Legends of the surf

Sally Fitzgibbons giving a peak performance at 2012’s Rip Curl Pro.

Home of the world’s longest-running surf competition, Torquay’s Bells Beach holds a special charm in the minds of professional surfers worldwide. Ringing the prestigious bell at Easter’s Rip Curl Pro remains a paramount career goal for many of the sport’s best athletes. Michelle Herbison laps up the growing excitement in the lead-up to this year’s competition by speaking to a few pros.

Surfer Sally Fitzgibbons still gets goose-bumps when she remembers the first of her two back-to-back wins at Torquay’s Rip Curl Pro.

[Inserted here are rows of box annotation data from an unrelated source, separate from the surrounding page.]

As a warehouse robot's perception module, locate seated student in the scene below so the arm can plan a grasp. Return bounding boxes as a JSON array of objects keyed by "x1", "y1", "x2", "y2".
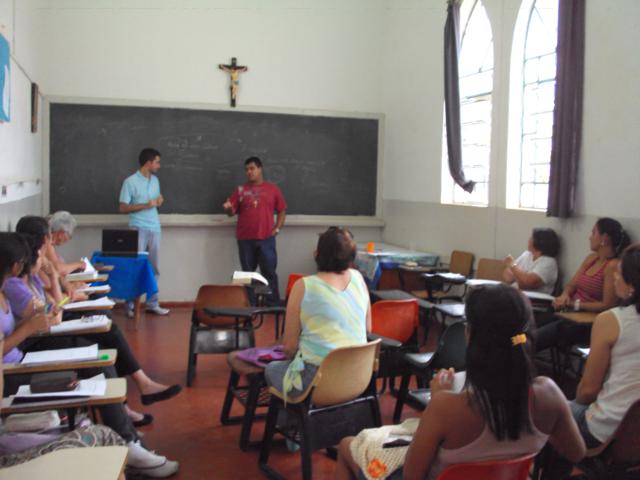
[
  {"x1": 336, "y1": 285, "x2": 585, "y2": 480},
  {"x1": 546, "y1": 244, "x2": 640, "y2": 478},
  {"x1": 45, "y1": 210, "x2": 84, "y2": 276},
  {"x1": 0, "y1": 232, "x2": 178, "y2": 478},
  {"x1": 3, "y1": 234, "x2": 182, "y2": 423},
  {"x1": 265, "y1": 227, "x2": 371, "y2": 396},
  {"x1": 502, "y1": 228, "x2": 560, "y2": 294},
  {"x1": 536, "y1": 218, "x2": 629, "y2": 350},
  {"x1": 16, "y1": 215, "x2": 89, "y2": 302}
]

After a string of second places, beating Hawaiian Carissa Moore in 2011 to ring the prestigious bell gave the determined athlete that “most unbelievable feeling” she had been striving for her entire surfing career.

Hailed the “Holy Grail” of surfing by champions of the sport worldwide, the iconic Rip Curl Pro retains the record as the world’s longest-running surfing competition as it prepares for its 52nd event this year.

Torquay became “Victoria’s surfing Mecca” after local surfers Vic Tantau and Peter Troy organised the first “Bells Beach Rally” in 1962.

The Rip Curl Pro turned professional in 1973 and ever since, Bells Beach has hosted the world’s greatest surfers and myriad fans to witness some of the sport’s most memorable moments.